Estou preocupada com meu destino sócio-afetivo! E pela primeira vez na vida eu quase me desesperei por três segundos ao pensar no meu destino sócio-afetivo. É que eu me dei conta de algumas constatações desagradáveis quanto ao meu perfil nos sítios de relacionamento reais. Algumas milhares de vezes, pessoas do meu trabalho me perguntaram se eu tinha namorado. Eu poderia dizer no auge de minha assertividade quase agressiva “Não é da sua conta” ou dependendo da situação e do sujeito “Depende, por quê? É uma proposta?”, mas meu senso de honestidade e meu radar pra cortar assuntos desnecessários apenas me impelem a dizer “Não!”. Durante um longo período a mesma pergunta me foi feita e, apesar das expectativas, a resposta nunca mudou por algum motivo cósmico de conspiração da Lua, Saturno, meu hóspede por dois anos e Mercúrio ou por pura acomodação e negligência da minha parte. Depois, me perguntaram se eu pensava em casar, talvez pelas inúmeras negativas quanto à primeira pergunta e a resposta foi essa: “não é uma meta pra mim”. Pois bem, o fato é que esta sucessão de indagações e respostas consideradas insatisfatórias fomentaram nas mentes desocupadas desse povo a possibilidade de que eu venha a me tornar freira. E agora? Porque se for avaliar bem eu tenho mesmo o perfil de freira: não tenho namorado há um tempo considerável e vivo em função de ajudar as pessoas (ainda que tenha me formado para esse fim e esteja sendo paga pra isso). Ou arranjo um namorado e começo a desejar ardentemente um casamento ou me tornarei devota de Nossa Senhora das Fêmeas Desamparadas? Se são só essas as minhas opções eu estou lascada. Seria cômico se não fosse trágico. Pensando melhor, é cômico porque é trágico e antes participar de um ato cômico e trágico do que ser condenada precocemente a viver num frasco pra consumo com o rótulo “Mais uma que sucumbiu”. E se eu conseguir acreditar nisso por mais um tempo é provável que eu não enlouqueça com medo de ficar só.
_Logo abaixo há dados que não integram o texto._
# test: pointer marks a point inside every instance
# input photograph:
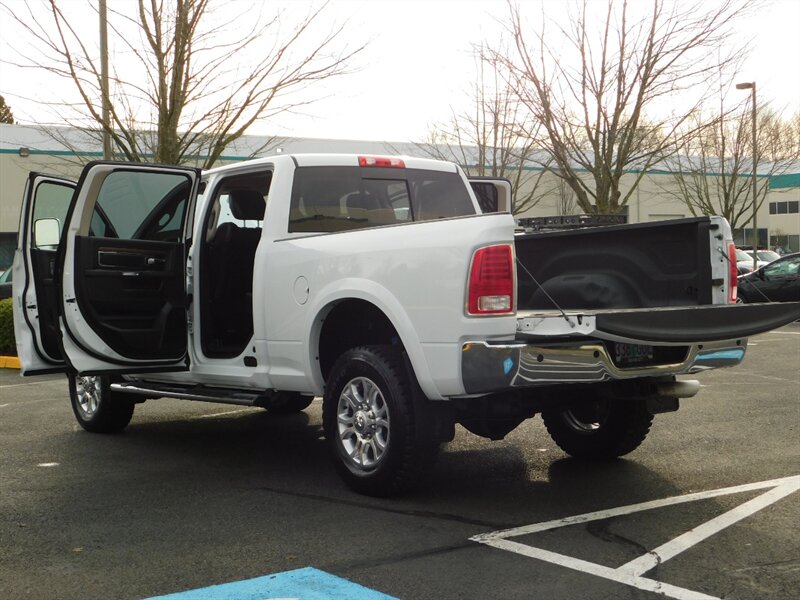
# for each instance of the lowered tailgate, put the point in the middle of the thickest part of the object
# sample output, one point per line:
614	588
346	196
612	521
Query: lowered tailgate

Nota de rodapé: Só por que eu não tenho namorado? “Péra” lá! Eu mereço ser respeitada porque, afinal, sou eu que seguro as pontas afetivo-neuróticas dessa gente. Eu não disse que não namorava eu disse que NO MOMENTO não estava namorando. Não interessa se o momento já dura muitos anos. Eu não tenho compromisso com nenhum nobre rapaz, mas isso não impede que eu “namore” por aí. E eu disse que o casamento não era META, ou seja, eu não nego a possibilidade de que eu venha a contrair matrimônio, assim como posso contrair gripe, dengue ou uma virose qualquer. O que eu disse é que não é a coisa mais desejada na minha vida inteira a ponto de eu morrer de depressão se não conseguir. FIM DO DESABAFO E DO TEXTO POR MOTIVOS DE FORÇA MAIOR.

quinta-feira, março 24, 2011

SOBRE AMIGOS E AMIGOS. MAIS UMA VEZ.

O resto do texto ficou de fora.